SINGAPORE (Reuters) - Indonesia needs to quickly settle rules for deciding what is degraded land and spell out how much is available to palm oil and timber firms in order to strengthen investment certainty, an environmental expert says.
Such a move would also boost a $1-billion climate deal signed last month by Indonesia and Norway.
The deal involves a two-year moratorium from January 2011 on conversion of natural forests and peat land with the intent of using degraded land to allow Indonesia’s multi-billion dollar palm oil industry to keep expanding.
The deal is a key part of Indonesia’s pledge to slam the brakes on greenhouse gas emissions from deforestation and forest fires in order to fight climate change.
Indonesia has no formal definition of degraded land, however.
“If you read different reports you get different estimates, varying from 6 to 76 million hectares (15 million to 190 million acres). People are talking about different things,” said Moray McLeish of the World Resources Institute, an environment think tank based in Washington.
McLeish is manager of Project POTICO (Palm Oil, Timber and Carbon Offsets), a WRI project designed to switch planned palm oil plantations in Indonesia from forests to degraded land.
He said a definition of degraded land should encompass environmental, economic, social and legal factors as well as the creation of a database of degraded land.
“This will offer certainty to the industry for it’s expansion plans,” he told Reuters in an e-mail message.
About 75 percent of Indonesia’s land is legally, centrally controlled forest estates, McLeish said, despite parts of it now being devoid of trees, with little prospect of natural recovery.
A key question now is whether the Ministry of Forestry will release degraded areas of forest estate for agricultural use.
“This implies a change from business as usual and is a key opportunity for demonstrating government commitment to the spirit of the Norway deal,” McLeish said.

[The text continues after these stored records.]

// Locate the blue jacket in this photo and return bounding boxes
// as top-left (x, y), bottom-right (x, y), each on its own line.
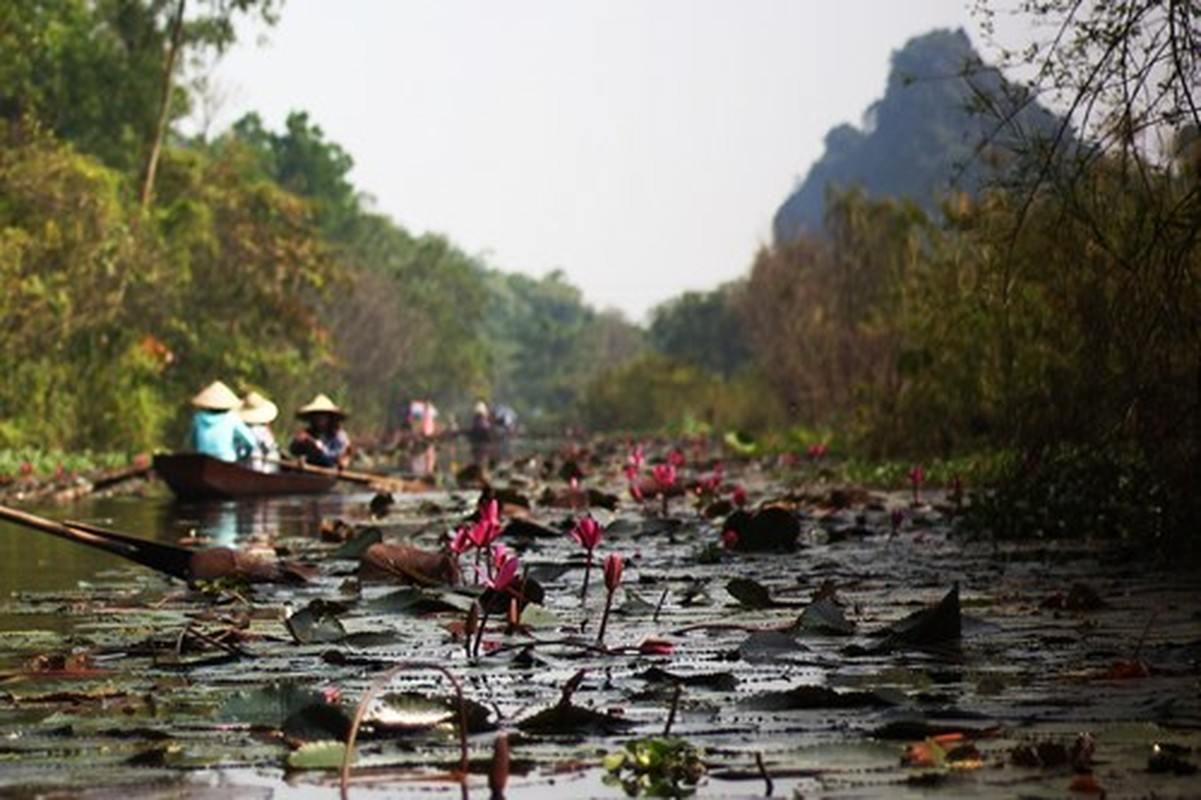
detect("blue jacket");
top-left (190, 410), bottom-right (256, 462)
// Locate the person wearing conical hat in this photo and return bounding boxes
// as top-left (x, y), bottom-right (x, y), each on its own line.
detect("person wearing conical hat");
top-left (238, 391), bottom-right (280, 472)
top-left (288, 393), bottom-right (353, 468)
top-left (189, 380), bottom-right (256, 463)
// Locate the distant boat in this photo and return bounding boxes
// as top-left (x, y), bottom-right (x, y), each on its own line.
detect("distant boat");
top-left (153, 453), bottom-right (337, 501)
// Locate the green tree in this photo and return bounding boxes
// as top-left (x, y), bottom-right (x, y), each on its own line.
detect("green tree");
top-left (742, 188), bottom-right (929, 445)
top-left (483, 270), bottom-right (597, 423)
top-left (577, 353), bottom-right (780, 436)
top-left (1, 0), bottom-right (164, 175)
top-left (0, 0), bottom-right (279, 191)
top-left (647, 283), bottom-right (749, 378)
top-left (0, 124), bottom-right (167, 450)
top-left (149, 140), bottom-right (338, 442)
top-left (329, 217), bottom-right (491, 434)
top-left (225, 111), bottom-right (360, 239)
top-left (967, 0), bottom-right (1201, 544)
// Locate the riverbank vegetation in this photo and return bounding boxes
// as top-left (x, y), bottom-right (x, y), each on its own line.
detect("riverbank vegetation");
top-left (1, 1), bottom-right (1197, 550)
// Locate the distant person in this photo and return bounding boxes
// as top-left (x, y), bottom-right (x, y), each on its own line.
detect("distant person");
top-left (491, 403), bottom-right (518, 434)
top-left (405, 398), bottom-right (440, 476)
top-left (491, 402), bottom-right (518, 461)
top-left (289, 393), bottom-right (353, 469)
top-left (238, 391), bottom-right (281, 472)
top-left (189, 380), bottom-right (256, 463)
top-left (407, 398), bottom-right (440, 440)
top-left (466, 399), bottom-right (494, 466)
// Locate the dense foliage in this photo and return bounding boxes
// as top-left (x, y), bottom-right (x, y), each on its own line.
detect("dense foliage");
top-left (0, 1), bottom-right (642, 451)
top-left (742, 3), bottom-right (1199, 547)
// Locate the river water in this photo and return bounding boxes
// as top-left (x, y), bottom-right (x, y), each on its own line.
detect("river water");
top-left (0, 486), bottom-right (371, 628)
top-left (1, 456), bottom-right (1199, 799)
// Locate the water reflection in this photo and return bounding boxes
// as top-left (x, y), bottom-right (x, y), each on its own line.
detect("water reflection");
top-left (406, 442), bottom-right (437, 477)
top-left (0, 490), bottom-right (369, 597)
top-left (173, 500), bottom-right (280, 548)
top-left (166, 494), bottom-right (361, 551)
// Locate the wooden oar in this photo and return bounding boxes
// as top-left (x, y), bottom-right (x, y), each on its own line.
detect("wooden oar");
top-left (274, 458), bottom-right (433, 493)
top-left (0, 503), bottom-right (205, 581)
top-left (0, 503), bottom-right (312, 584)
top-left (90, 461), bottom-right (155, 492)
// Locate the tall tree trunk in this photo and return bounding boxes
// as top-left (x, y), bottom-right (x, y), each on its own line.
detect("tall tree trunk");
top-left (140, 0), bottom-right (187, 211)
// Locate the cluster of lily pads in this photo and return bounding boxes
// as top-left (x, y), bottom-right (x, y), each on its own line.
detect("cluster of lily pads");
top-left (2, 437), bottom-right (1198, 799)
top-left (205, 440), bottom-right (972, 794)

THREAT TO FIRMS’ LANDBANKS?
The palm oil industry, dominated by the likes of Singapore’s Wilmar, Malaysia’s Sime Darby and IOI Corp, is worried, as players have built up large landbanks.
And many planters, foreign and Indonesian, have been given licences prior to the climate deal to clear forested land.

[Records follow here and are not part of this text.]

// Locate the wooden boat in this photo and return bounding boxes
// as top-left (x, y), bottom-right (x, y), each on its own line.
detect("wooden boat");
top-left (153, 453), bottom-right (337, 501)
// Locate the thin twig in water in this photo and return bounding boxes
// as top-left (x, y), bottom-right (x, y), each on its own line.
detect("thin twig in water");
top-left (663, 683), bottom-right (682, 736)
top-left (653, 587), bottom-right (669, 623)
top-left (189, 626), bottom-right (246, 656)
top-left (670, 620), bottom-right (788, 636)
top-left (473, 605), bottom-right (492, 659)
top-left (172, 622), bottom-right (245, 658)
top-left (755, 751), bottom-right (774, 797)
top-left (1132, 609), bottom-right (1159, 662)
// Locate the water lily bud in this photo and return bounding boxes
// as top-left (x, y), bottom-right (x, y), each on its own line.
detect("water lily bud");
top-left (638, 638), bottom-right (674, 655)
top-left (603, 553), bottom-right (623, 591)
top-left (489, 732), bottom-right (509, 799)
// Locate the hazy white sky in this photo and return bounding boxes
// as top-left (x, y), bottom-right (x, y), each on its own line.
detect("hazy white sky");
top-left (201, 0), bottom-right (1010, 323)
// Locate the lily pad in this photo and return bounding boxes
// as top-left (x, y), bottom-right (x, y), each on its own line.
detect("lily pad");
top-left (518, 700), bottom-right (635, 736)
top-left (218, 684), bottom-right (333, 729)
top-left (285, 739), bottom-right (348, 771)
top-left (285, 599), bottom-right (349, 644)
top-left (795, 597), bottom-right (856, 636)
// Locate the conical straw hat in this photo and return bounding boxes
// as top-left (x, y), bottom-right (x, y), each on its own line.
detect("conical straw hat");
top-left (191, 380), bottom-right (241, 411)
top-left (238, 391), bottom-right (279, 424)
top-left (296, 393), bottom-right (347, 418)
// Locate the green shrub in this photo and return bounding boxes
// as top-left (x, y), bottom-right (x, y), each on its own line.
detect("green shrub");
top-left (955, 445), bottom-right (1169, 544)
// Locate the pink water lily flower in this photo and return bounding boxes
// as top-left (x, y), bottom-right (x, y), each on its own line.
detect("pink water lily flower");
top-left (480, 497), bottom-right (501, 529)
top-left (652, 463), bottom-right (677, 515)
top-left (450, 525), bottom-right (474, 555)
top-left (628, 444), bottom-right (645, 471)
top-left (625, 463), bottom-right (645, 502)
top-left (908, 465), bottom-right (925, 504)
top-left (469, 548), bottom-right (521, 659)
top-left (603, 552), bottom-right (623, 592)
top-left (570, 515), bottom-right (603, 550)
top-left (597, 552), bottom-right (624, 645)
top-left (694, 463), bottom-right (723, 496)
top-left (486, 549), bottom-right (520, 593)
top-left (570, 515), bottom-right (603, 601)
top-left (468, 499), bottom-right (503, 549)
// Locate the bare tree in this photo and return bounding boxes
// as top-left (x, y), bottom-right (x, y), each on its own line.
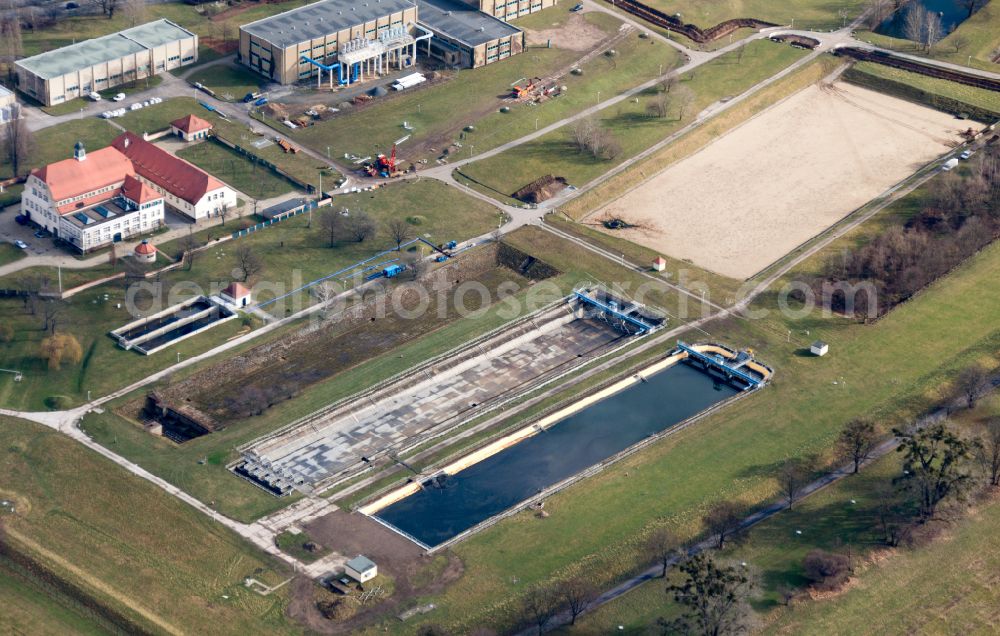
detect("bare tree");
top-left (233, 244), bottom-right (264, 283)
top-left (180, 230), bottom-right (201, 271)
top-left (956, 366), bottom-right (990, 409)
top-left (893, 421), bottom-right (977, 519)
top-left (92, 0), bottom-right (121, 19)
top-left (703, 501), bottom-right (745, 549)
top-left (2, 106), bottom-right (33, 178)
top-left (951, 33), bottom-right (971, 54)
top-left (41, 300), bottom-right (64, 334)
top-left (865, 0), bottom-right (892, 30)
top-left (924, 10), bottom-right (943, 51)
top-left (1, 10), bottom-right (23, 78)
top-left (674, 85), bottom-right (695, 120)
top-left (659, 75), bottom-right (677, 94)
top-left (318, 208), bottom-right (345, 247)
top-left (218, 201), bottom-right (231, 227)
top-left (903, 4), bottom-right (925, 47)
top-left (837, 418), bottom-right (879, 473)
top-left (976, 418), bottom-right (1000, 487)
top-left (347, 210), bottom-right (377, 243)
top-left (647, 93), bottom-right (671, 119)
top-left (661, 554), bottom-right (755, 636)
top-left (778, 457), bottom-right (811, 509)
top-left (387, 218), bottom-right (413, 250)
top-left (521, 586), bottom-right (557, 635)
top-left (561, 577), bottom-right (596, 626)
top-left (646, 527), bottom-right (680, 577)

The government is talking about swapping forest concessions with degraded land or compensating concession owners to keep intact the remaining forest and peatlands.

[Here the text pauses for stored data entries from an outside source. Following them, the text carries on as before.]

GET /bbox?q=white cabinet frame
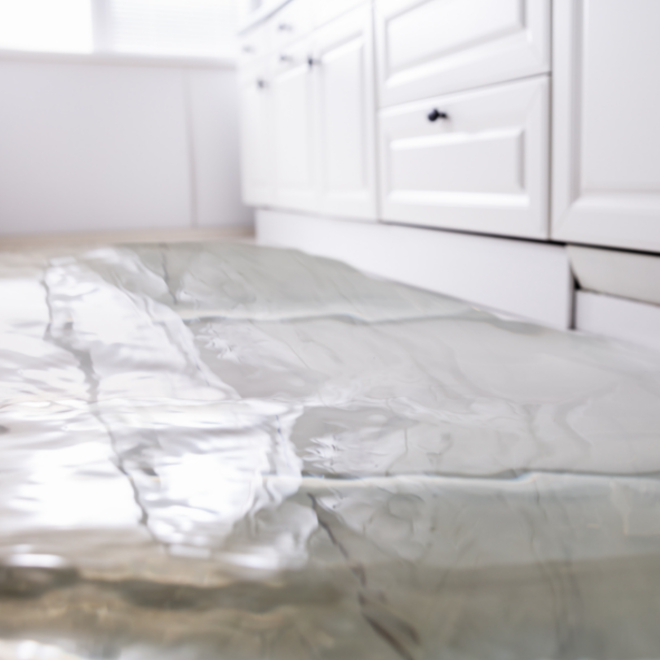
[552,0,660,252]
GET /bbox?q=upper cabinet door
[552,0,660,253]
[375,0,550,107]
[270,38,317,211]
[312,5,378,220]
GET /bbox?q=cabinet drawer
[269,0,314,51]
[379,75,549,238]
[314,0,369,29]
[238,22,271,67]
[375,0,550,107]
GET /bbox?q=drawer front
[375,0,550,107]
[269,0,314,51]
[314,0,370,29]
[238,22,271,67]
[269,37,318,211]
[239,61,273,206]
[379,76,549,238]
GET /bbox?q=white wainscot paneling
[188,68,252,227]
[257,209,573,328]
[575,291,660,354]
[0,61,192,235]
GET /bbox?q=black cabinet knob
[428,109,449,122]
[256,79,267,89]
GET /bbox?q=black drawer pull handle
[428,109,449,122]
[278,23,293,31]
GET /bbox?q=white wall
[0,58,251,236]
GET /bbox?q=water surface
[1,243,660,659]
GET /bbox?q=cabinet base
[256,209,573,329]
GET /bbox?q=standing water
[1,242,660,659]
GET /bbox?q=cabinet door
[552,0,660,253]
[270,39,317,211]
[238,63,273,206]
[375,0,550,107]
[313,5,378,219]
[378,76,549,238]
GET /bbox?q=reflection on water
[1,243,660,659]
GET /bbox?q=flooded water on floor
[1,242,660,659]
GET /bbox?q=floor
[0,226,254,251]
[1,239,660,660]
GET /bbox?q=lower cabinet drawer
[378,75,549,239]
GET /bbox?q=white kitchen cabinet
[238,62,273,206]
[268,0,314,52]
[379,76,549,238]
[314,0,369,28]
[270,37,317,211]
[552,0,660,253]
[312,5,378,219]
[374,0,550,108]
[238,21,271,67]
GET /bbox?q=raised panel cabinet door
[270,39,317,212]
[238,64,273,206]
[375,0,550,107]
[378,75,550,238]
[552,0,660,253]
[312,5,378,219]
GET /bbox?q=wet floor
[1,242,660,659]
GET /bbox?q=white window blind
[0,0,237,59]
[0,0,93,53]
[105,0,237,58]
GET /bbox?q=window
[0,0,93,53]
[105,0,237,58]
[0,0,237,59]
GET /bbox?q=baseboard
[256,209,573,329]
[575,291,660,353]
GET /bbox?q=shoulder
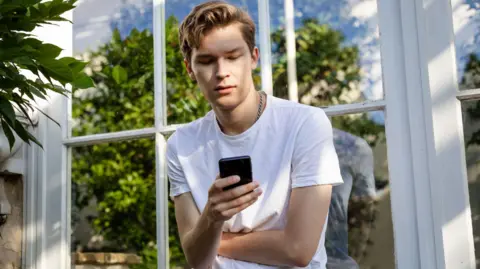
[268,96,331,139]
[269,96,329,125]
[166,111,215,156]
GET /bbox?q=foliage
[0,0,93,150]
[271,18,361,105]
[72,14,385,269]
[271,18,384,146]
[72,16,209,268]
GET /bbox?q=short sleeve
[291,110,344,188]
[166,133,191,198]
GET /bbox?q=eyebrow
[195,47,244,59]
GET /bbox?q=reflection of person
[166,1,343,268]
[326,129,377,268]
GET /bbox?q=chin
[212,94,241,110]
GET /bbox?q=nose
[215,58,230,80]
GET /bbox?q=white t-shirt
[167,94,344,269]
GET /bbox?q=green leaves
[0,0,92,150]
[0,99,16,124]
[37,57,73,82]
[1,120,16,151]
[72,73,94,89]
[70,16,207,269]
[112,65,128,84]
[38,43,62,58]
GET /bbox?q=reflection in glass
[269,0,384,106]
[327,111,395,269]
[452,0,480,90]
[165,0,261,125]
[461,100,480,267]
[72,0,154,135]
[71,139,158,268]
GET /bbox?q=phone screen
[219,156,253,191]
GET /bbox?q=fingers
[211,175,241,190]
[215,187,262,212]
[211,181,260,204]
[221,196,259,218]
[207,175,263,222]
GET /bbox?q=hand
[205,175,262,224]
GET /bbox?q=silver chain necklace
[255,91,265,122]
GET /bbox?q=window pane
[270,0,384,106]
[165,0,261,125]
[71,138,156,268]
[328,111,395,269]
[72,0,154,135]
[452,0,480,91]
[461,100,480,266]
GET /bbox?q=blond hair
[179,1,256,62]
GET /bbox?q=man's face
[186,23,259,110]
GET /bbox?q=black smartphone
[219,155,253,191]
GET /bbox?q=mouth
[215,85,236,91]
[215,85,236,94]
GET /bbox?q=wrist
[203,203,224,230]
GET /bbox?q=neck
[214,90,264,136]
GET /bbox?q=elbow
[287,241,316,267]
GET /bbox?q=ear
[184,58,196,81]
[251,47,259,70]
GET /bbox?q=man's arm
[218,184,333,267]
[173,192,221,269]
[174,177,262,269]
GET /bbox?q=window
[25,0,477,268]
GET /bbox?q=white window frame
[22,0,478,268]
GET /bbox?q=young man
[167,1,343,268]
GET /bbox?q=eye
[197,59,213,65]
[227,55,240,60]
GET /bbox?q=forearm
[218,230,300,267]
[183,211,223,269]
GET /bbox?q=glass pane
[165,0,261,125]
[461,100,480,266]
[452,0,480,91]
[328,111,395,269]
[71,138,157,268]
[269,0,384,106]
[72,0,154,135]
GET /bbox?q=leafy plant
[0,0,93,150]
[71,16,211,268]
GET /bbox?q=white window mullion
[64,78,73,269]
[457,88,480,101]
[322,100,386,116]
[154,0,167,128]
[153,0,169,268]
[377,0,424,267]
[64,127,157,147]
[398,0,443,266]
[414,0,476,267]
[258,0,273,95]
[284,0,298,102]
[23,134,37,269]
[156,133,169,268]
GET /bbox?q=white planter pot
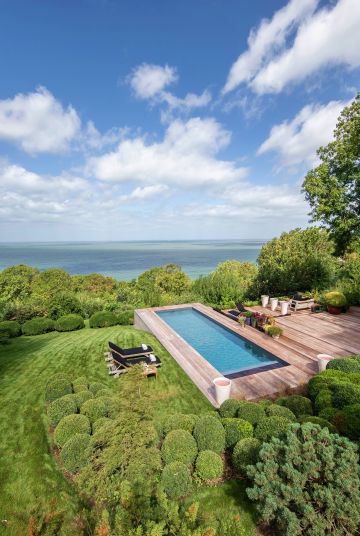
[270,298,278,311]
[280,301,289,315]
[213,377,232,406]
[261,295,269,307]
[317,354,333,372]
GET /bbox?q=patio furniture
[108,351,161,371]
[108,341,153,358]
[289,298,314,312]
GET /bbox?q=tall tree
[302,93,360,255]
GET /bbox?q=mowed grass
[0,324,258,535]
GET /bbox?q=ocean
[0,240,265,280]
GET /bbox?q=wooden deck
[134,303,360,407]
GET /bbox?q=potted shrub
[265,325,283,340]
[324,291,347,315]
[243,311,253,325]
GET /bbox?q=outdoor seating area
[105,341,161,377]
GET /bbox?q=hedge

“Some plantation companies may take the Indonesian government to court if their landbanks are taken away from them. And a land swap will never be in the interest of the companies,” said a Malaysian planter who has expanded into West Kalimantan.
“We may end up getting less fertile land or land located further away from the majority of our plantations,” added the planter, who did not want to be identified because of the sensitivity of the situation.
Palm oil plantations sprawl over about 7 million ha in Indonesia, producing about 20 million tonnes a year.
The government says the goal is to double palm oil output but green groups and other governments criticise the industry for driving deforestation.
“If the goal is expansion for a sustainable palm oil industry we should not just talk about land that is biophysically degraded -- deforested and unlikely to recover,” said McLeish, adding that about half the land now under palm oil used to be forested.
“We should also ask is this land economically viable for palm oil, is a new plantation acceptable and beneficial to local people and is the land available from a legal point of view?”
Project POTICO has been leading a group of people to come together to define degraded land and then try to map it.
He said there were good chances of success in shifting development on to degraded land from next January, but those for land swaps were less clear.
Plantation firms had no reason to object to getting concessions on degraded land, he added. “Our experience in the field indicates there are degraded lands that are suitable, viable, acceptable and available for palm oil expansion.”